Notes on Nos. 100-104 [326-1888, 128-1888, 583-1888, 135-1888, 325-1888]
Nos. 100 [326-1888] and 101 [128-1888] are the earliest dated oil sketches in the Museum’s collections to show the full originality of Constable’s mature style, its vivid naturalism of colouring and boldness of handling. The earliest dated sketch in which these characteristics are applied to Suffolk scenery is probably the ‘Country road near East Berghold’ inscribed October 13th, 1809 E[ast] B[erghold]. This was Lot 116 recto (on the verso is a sketch of a country house) in the Gregory sale at Messrs. Sotheby’s, 20 July 1949. This sketch was reproduced in monochrome in the sale catalogue and in colour as the frontispiece to the Arts Council’s catalogue An Exhibition of Sketches & Drawings by John Constable from the collection of Dr. H. A. C. Gregory, M.C., 1949. In ‘Fresh Light on John Constable’ (Apollo, Vol. LXXXVII, 1968, pp. 227-30) Charles Rhyne draws attention to oil sketches dated 27 September 1810 and 30 September 1810 in the John G. Johnson collection, Philadelphia, and a landscape with houses dated 8 October 1810 in the collection of Mrs. Woodman. The style may be seen in embryo in some of the oil sketches Constable made of Lake District scenery in 1806: for instance in ‘Keswick Lake’ formerly in the possession of Sir Michael Sadler (L. ed. S., Pl. 32). The reasons for grouping Nos. 102 [583-1888], 103 [135-1888], and 104 [325-1888] with these two dated oil sketches have not been explained; they do not amount to a conclusive dating. Sketching in oils from nature was in fact prominent in Constable’s practice in 1811, for he called on nature, and on 17 December Farington called on Constable to see the painted studies of landscapes from nature which he had made during the autumn (Greig, Vol. VI, p. 279; VII, p. 70). Another set of studies conveniently, though more loosely, grouped here with the appearance of Constable’s completely matured naturalism is to be found in Nos. 109-113 [134-1888, 166-1888, 161-1888, 130-1888, 145-1888]."
Turner to Monet. The Triumph of Landscape Painting (National Gallery of Australia, Canberra 14/03/2008-09/06/2008)

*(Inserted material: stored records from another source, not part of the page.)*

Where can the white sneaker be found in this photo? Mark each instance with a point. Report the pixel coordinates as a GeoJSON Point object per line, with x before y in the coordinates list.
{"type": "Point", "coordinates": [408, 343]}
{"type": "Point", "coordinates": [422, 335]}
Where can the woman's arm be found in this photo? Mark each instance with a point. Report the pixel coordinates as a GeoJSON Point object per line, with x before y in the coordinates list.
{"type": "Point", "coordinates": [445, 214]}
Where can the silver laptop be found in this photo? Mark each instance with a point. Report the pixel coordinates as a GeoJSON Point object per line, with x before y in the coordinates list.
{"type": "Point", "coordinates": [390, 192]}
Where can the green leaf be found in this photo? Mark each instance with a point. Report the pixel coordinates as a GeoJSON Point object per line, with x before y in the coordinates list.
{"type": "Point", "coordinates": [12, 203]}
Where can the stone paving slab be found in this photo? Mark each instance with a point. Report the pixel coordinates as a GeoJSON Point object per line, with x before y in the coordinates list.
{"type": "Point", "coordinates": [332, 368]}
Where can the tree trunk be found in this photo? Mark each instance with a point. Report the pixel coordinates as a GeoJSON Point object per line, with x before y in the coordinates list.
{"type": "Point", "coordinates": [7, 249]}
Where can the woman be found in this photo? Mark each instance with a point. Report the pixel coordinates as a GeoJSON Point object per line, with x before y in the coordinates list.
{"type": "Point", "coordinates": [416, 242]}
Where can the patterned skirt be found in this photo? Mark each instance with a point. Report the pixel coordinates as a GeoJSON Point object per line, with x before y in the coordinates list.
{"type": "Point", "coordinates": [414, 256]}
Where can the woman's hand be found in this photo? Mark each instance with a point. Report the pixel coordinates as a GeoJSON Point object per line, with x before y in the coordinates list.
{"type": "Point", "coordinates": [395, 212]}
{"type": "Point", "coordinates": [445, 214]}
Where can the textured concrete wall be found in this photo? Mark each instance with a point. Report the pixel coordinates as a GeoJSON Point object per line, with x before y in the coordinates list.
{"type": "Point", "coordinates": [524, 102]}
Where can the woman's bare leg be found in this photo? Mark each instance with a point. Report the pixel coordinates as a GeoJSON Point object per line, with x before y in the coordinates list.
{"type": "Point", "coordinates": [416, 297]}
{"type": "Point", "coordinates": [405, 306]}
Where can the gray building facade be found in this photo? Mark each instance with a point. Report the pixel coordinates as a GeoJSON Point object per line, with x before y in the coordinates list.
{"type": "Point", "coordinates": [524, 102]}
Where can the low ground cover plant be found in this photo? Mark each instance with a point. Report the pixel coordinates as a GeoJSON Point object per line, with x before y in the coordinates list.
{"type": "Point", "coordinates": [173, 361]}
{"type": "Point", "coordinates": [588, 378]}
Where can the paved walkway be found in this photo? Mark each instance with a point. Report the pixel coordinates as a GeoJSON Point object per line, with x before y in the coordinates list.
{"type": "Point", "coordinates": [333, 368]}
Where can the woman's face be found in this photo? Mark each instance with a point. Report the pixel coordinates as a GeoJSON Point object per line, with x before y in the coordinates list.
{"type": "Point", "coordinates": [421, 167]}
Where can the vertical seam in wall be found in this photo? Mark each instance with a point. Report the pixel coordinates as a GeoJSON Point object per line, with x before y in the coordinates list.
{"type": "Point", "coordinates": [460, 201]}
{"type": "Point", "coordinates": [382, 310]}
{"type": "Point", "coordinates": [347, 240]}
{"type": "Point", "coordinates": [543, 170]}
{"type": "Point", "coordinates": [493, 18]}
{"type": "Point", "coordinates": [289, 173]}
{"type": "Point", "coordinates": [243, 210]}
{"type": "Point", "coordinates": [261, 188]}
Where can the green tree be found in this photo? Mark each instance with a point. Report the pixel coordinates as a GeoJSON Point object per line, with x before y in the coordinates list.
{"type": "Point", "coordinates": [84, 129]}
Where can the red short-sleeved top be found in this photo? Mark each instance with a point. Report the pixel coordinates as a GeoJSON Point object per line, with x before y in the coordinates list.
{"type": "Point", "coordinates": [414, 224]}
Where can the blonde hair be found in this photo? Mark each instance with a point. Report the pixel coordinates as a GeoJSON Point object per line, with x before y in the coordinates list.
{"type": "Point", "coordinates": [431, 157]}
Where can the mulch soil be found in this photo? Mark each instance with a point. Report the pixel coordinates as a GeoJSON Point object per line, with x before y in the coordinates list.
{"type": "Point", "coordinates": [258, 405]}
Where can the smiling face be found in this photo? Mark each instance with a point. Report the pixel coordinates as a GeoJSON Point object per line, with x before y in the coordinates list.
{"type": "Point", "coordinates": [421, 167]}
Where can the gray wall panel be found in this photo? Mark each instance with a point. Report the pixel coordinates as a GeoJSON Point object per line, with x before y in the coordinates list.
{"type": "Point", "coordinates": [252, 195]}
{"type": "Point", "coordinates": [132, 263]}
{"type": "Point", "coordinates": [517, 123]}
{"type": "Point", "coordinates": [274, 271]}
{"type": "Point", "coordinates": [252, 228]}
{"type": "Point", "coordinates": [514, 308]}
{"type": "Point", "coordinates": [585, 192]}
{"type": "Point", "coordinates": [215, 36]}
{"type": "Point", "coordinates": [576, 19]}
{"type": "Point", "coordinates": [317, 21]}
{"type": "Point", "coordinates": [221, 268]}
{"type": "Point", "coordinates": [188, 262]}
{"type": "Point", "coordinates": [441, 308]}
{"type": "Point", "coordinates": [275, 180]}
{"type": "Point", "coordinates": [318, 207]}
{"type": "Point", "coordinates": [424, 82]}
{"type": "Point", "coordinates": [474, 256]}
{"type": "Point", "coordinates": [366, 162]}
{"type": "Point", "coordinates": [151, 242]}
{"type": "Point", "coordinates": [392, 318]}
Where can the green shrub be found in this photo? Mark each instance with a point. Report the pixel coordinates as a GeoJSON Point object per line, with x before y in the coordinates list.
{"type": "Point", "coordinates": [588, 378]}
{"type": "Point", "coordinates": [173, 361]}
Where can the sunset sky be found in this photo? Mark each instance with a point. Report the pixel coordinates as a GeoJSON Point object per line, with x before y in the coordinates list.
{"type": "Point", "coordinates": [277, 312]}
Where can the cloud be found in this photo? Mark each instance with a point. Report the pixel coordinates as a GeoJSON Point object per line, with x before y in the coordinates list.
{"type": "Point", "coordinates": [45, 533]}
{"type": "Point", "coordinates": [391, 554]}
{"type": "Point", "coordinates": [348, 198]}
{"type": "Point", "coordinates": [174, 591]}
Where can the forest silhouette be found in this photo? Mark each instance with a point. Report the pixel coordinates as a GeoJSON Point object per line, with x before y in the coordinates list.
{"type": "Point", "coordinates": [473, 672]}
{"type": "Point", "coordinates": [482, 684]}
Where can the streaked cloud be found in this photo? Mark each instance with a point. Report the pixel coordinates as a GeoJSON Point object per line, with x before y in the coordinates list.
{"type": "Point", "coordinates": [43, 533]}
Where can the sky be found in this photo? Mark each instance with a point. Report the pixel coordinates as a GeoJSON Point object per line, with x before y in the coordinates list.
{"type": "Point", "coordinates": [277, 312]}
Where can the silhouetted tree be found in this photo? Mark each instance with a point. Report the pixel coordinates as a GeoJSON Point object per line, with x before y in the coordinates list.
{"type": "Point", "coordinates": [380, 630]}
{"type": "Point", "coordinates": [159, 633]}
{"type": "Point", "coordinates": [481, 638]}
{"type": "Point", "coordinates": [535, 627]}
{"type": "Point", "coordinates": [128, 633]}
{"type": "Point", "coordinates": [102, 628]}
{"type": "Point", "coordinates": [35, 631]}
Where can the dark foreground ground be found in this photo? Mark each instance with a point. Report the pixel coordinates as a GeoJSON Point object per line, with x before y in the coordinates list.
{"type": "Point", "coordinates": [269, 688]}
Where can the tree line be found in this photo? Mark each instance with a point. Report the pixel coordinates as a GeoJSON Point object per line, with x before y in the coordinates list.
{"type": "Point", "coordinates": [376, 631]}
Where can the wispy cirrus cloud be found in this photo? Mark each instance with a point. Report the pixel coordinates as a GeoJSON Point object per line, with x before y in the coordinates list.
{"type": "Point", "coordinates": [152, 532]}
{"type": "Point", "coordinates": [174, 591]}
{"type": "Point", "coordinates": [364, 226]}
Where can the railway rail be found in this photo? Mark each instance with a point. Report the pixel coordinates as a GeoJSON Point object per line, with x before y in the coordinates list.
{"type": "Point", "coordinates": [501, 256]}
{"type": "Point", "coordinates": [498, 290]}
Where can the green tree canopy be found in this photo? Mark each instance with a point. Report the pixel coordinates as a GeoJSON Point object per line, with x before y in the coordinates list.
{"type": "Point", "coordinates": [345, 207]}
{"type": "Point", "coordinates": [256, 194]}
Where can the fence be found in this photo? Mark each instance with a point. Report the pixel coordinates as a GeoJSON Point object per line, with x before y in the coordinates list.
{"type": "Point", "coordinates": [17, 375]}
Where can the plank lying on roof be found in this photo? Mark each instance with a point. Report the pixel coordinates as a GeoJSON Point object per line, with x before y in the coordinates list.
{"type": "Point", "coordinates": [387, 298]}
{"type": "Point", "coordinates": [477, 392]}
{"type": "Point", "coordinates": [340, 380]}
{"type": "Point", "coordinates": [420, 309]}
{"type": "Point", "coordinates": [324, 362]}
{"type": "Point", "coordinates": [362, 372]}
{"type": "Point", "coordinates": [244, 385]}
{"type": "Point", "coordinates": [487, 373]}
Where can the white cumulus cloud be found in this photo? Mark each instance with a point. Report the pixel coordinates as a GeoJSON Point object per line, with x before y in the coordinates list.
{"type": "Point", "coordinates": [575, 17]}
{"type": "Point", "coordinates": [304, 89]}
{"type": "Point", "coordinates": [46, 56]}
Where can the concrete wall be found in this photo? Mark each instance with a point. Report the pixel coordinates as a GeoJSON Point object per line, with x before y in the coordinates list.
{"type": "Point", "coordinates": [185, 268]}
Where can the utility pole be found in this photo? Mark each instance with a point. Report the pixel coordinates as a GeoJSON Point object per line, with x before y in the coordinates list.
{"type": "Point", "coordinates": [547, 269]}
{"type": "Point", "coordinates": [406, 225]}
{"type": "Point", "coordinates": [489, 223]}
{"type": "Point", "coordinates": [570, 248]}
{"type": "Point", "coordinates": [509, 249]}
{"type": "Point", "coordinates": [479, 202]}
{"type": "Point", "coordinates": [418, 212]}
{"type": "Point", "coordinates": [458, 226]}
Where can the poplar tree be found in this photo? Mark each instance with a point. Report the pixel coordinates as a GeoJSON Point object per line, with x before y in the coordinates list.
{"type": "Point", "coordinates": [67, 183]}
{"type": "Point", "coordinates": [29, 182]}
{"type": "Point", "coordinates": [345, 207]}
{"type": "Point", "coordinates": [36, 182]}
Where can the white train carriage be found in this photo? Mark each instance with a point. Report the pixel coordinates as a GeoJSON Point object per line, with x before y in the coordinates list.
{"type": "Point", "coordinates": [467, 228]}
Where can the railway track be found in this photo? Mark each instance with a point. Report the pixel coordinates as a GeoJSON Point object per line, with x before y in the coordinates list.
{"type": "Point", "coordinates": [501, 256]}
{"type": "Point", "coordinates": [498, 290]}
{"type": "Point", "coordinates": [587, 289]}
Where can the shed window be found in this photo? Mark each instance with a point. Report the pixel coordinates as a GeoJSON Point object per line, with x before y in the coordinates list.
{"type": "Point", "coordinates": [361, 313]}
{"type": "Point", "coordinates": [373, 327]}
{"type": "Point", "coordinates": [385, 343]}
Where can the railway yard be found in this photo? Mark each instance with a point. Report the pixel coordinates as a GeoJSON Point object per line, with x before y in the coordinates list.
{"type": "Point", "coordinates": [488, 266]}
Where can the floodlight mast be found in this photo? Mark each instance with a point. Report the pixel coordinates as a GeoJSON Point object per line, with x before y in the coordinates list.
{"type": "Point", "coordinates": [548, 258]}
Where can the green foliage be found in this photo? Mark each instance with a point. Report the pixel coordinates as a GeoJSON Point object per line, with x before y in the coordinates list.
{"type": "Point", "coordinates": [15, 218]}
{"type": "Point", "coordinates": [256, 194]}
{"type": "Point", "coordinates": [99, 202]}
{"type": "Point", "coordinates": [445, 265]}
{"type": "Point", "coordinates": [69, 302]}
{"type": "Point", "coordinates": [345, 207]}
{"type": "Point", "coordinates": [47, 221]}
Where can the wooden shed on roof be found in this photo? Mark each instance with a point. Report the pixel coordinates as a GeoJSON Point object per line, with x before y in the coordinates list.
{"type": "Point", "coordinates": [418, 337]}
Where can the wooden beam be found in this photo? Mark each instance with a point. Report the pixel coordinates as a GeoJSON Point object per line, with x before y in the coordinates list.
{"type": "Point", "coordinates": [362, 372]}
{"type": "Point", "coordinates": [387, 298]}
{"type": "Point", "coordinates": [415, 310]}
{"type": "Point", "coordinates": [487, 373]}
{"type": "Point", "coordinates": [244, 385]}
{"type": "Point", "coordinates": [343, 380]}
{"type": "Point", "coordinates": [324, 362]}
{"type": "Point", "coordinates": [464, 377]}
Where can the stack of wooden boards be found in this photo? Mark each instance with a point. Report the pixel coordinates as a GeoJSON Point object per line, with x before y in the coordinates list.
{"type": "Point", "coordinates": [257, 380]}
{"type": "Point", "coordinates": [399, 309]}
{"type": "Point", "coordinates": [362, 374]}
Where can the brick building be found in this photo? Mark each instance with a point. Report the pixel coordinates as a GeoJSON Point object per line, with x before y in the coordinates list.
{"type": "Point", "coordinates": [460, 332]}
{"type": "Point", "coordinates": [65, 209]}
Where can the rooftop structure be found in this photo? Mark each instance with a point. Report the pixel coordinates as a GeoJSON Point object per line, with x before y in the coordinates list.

British Vision. Observation and Imagination in British Art 1750-1950 (Museum voor Schone Kunsten, Ghent 06/10/2007-13/01/2008)
Constable : The Great Landscapes (Tate 01/06/2006-28/08/2006)
Constable (Tate 13/06/1991-15/09/1991)
Labels and date
Label - author unknown
This picture portrays a scene at one of Constable's father's mills on the river Stour. He has used a canvas prepared with a warm reddish ground to act as a tonal background to his colours which are applied in thick brushstrokes. No single thing or object is precisely defined and the picture is not so much a portrayal of a particular place as a study of the weather at a particular time.